MolSSI / QCSchema

A Schema for Quantum Chemistry
http://molssi-qc-schema.readthedocs.io/en/latest/index.html#
BSD 3-Clause "New" or "Revised" License
96 stars 36 forks source link

Basis issue orderings #45

Open vivacebelles opened 6 years ago

vivacebelles commented 6 years ago

Overall, we'd like to address the ordering of the molecular orbitals, particularly in how the Cartesian order is formatted. The Molden format can be found here. However, there seems to a disconnect in the codes in emulating the same ordering. There is not a way to extend the handwritten code in a suitable manner. So, in order to start off the discussion, an outline of the current status is summarized here. If there is anything that's been misinterpreted or missing, please feel free to add!

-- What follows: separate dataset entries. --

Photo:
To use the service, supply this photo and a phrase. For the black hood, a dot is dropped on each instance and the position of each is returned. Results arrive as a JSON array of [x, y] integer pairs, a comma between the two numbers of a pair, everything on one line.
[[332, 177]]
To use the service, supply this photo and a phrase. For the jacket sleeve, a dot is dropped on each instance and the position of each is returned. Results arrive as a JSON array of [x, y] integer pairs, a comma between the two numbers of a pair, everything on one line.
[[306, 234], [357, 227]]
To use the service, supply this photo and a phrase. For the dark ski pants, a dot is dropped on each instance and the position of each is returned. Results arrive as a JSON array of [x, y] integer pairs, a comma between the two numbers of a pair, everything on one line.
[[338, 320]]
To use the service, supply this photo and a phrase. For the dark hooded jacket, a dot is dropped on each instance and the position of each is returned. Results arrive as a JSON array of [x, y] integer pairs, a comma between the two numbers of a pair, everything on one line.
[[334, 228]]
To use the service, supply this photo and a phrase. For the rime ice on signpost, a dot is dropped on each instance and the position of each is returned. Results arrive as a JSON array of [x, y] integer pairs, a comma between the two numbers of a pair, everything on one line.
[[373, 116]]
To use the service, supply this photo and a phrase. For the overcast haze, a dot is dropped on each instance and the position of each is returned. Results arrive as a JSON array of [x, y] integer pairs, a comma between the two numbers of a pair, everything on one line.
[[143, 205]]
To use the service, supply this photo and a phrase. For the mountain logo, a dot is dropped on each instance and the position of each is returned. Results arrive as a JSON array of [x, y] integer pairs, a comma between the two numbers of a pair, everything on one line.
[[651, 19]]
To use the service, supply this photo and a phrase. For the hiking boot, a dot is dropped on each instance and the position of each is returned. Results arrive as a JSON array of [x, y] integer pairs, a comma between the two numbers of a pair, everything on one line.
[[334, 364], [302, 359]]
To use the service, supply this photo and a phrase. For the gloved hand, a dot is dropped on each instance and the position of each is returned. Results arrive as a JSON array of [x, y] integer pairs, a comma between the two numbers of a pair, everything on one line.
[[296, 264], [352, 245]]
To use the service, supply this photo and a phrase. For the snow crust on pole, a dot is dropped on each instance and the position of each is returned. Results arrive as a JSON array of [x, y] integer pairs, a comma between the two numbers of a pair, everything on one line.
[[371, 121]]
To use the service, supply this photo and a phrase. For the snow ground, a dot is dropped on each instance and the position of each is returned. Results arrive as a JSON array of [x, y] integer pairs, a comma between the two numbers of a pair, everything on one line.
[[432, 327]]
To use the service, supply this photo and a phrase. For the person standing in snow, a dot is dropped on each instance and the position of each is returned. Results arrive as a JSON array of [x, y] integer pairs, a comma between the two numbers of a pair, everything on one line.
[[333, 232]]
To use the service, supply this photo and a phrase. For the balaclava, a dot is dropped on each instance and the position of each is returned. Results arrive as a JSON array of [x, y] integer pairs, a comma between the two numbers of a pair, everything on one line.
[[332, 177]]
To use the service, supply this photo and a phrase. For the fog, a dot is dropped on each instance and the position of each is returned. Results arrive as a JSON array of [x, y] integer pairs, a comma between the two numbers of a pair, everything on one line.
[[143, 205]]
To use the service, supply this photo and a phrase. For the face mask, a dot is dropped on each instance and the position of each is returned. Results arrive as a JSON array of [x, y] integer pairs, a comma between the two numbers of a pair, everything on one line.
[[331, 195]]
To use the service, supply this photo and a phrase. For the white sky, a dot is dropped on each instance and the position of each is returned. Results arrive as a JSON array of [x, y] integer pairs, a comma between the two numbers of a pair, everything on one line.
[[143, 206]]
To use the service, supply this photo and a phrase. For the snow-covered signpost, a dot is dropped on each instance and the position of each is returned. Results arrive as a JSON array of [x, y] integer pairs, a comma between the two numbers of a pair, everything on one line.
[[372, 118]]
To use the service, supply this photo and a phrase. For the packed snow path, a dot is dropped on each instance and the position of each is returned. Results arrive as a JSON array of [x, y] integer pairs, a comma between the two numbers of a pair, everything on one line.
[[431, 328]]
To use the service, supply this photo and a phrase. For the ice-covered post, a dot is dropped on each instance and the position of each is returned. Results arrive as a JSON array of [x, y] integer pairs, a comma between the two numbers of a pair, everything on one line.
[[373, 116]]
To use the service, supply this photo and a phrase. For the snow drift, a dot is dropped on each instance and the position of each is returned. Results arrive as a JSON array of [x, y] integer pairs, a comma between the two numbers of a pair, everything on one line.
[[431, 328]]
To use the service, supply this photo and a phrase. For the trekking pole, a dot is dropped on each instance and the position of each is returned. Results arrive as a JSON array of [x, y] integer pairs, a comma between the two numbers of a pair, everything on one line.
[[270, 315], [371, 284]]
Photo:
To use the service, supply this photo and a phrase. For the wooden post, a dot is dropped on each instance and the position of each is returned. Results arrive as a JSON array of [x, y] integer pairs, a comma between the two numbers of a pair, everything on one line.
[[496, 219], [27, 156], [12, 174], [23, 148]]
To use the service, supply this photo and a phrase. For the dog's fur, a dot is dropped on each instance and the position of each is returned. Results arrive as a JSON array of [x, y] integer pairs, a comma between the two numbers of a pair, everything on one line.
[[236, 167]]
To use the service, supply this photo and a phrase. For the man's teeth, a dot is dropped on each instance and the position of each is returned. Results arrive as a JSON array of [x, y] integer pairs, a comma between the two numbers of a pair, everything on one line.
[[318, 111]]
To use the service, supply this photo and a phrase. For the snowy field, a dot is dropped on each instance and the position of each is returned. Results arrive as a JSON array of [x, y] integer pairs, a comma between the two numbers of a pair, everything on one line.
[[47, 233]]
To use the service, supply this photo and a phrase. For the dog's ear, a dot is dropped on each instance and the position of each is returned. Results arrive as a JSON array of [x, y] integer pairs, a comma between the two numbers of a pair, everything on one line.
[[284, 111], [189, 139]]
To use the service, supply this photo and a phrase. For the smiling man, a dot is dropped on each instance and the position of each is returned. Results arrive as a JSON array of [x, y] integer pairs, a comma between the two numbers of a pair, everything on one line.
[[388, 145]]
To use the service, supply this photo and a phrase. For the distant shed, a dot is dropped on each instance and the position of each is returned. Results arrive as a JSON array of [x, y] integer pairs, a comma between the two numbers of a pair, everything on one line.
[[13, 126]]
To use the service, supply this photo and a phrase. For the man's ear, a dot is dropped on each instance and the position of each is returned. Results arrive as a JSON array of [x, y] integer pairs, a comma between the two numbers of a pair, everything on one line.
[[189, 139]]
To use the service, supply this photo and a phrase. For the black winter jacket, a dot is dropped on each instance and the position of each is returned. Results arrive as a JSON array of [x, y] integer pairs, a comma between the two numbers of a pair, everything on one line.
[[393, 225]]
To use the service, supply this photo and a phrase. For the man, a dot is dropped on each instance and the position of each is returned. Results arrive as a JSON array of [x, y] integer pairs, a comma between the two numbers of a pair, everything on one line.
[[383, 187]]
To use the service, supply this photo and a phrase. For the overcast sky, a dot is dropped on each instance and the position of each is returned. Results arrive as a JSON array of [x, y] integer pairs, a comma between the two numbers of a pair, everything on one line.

While Molden and GAMESS seem to follow the convention, Andy Simmonett has pointed out some inconsistencies through the FHCK file for Psi4. Ed Valeev's libint code also contains code to support basis function ordering, with some minor inconsistencies with the Molden format.

Cartesian coordinates

Molden format (expected) Andy's work [FHCK/Psi4] Ed's work [GAMESS/libint]
S: 0 S: 0 S: 0
P: X, Y, Z P: Z, X, Y P: X, Y, Z
D: XX, YY, ZZ, XY, XZ, YZ D: XX, XY, XZ, YY, YZ, ZZ D: XX, YY, ZZ, XY, YZ, XZ
F: XXX, YYY, ZZZ, XXY, XXZ, XZZ, XYY, YZZ, YZZ, XYZ F: XXX, XXY, XXZ, XYY, XYZ, XZZ, YYY, YYZ, YZZ, ZZZ F: XXX, YYY, ZZZ, XXY, XXZ, XYY, YYZ, XZZ, YZZ, XYZ
G: XXXX, YYYY, ZZZZ, XXYY, XXXZ, XYYY, YYYZ, XZZZ, YZZZ, XXYY, XXZZ, YYZZ, XXYZ, XYYZ, XYZZ G: XXXX, XXXY, XXXZ, XXYY, XXYZ, XXZZ, XYYY, XYYZ, XYZZ, XZZZ, YYYY, YYYZ, YYZZ, YZZZ, ZZZZ G: XXXX, YYYY, ZZZZ, XXXY, XXXZ, XYYY, YYYZ, XZZZ, YZZZ, XXYY, XXZZ, YYZZ, XXYZ, XYYZ, XYZZ

A more organized layout can be seen in this screenshot: screen shot 2018-04-23 at 1 47 30 pm

Iterator example

Once we've come to terms on what the ordering is, the next effort would be developing a small code that would iterate out the desired format across all systems. Daniel Smith (@dgasmith ) wrote this:

def row_cartesian_order(L):
    idx = -1
    for i in range(L + 1):
        l = L - i
        for j in range(i + 1):
            m = i - j
            n = j
            idx += 1
            yield (idx, L, m, n)

and the iterator will print out the Cartesian orders as:

This is the order for s orbitals:
(0, 0, 0, 0)
This is the order for p orbitals:
(0, 1, 0, 0)
(1, 1, 1, 0)
(2, 1, 0, 1)
This is the order for d orbitals:
(0, 2, 0, 0)
(1, 2, 1, 0)
(2, 2, 0, 1)
(3, 2, 2, 0)
(4, 2, 1, 1)
(5, 2, 0, 2)
This is the order for f orbitals:
(0, 3, 0, 0)
(1, 3, 1, 0)
(2, 3, 0, 1)
(3, 3, 2, 0)
(4, 3, 1, 1)
(5, 3, 0, 2)
(6, 3, 3, 0)
(7, 3, 2, 1)
(8, 3, 1, 2)
(9, 3, 0, 3)
This is the order for g orbitals:
(0, 4, 0, 0)
(1, 4, 1, 0)
(2, 4, 0, 1)
(3, 4, 2, 0)
(4, 4, 1, 1)
(5, 4, 0, 2)
(6, 4, 3, 0)
(7, 4, 2, 1)
(8, 4, 1, 2)
(9, 4, 0, 3)
(10, 4, 4, 0)
(11, 4, 3, 1)
(12, 4, 2, 2)
(13, 4, 1, 3)
(14, 4, 0, 4)

Spherical coordinates

In addition to the Cartesian orbital formats, we should pin down what the standard format for the spherical coordinates should be. Currently, the Molden format has this structure for orbitals:

Molden format (expected) * NWChem
S: 0 S: 0
P: 0, +1, -1 P: -1, 0, +1
D: 0, +1, -1, +2, -2 D: -2, -1, 0, +1, +2
F: 0, +1, -1, +2, -2, +3, -3 F: -3, -2, -1, 0, +1, +2, +3
G: 0, +1, -1, +2, -2, +3, -3, +4, -4 G: -4, -3, -2, -1, 0, +1, +2, +3, +4

*Psi4 and libint share Molden's format for spherical coordinates

Edits: 04/27/2018- added in spherical coordinates for computational programs stated by @wadejong and @dgasmith which includes adding NWChem to the mix. 04/23/2018- minor edits to make the table reader-friendly; linked Daniel in at iterator section.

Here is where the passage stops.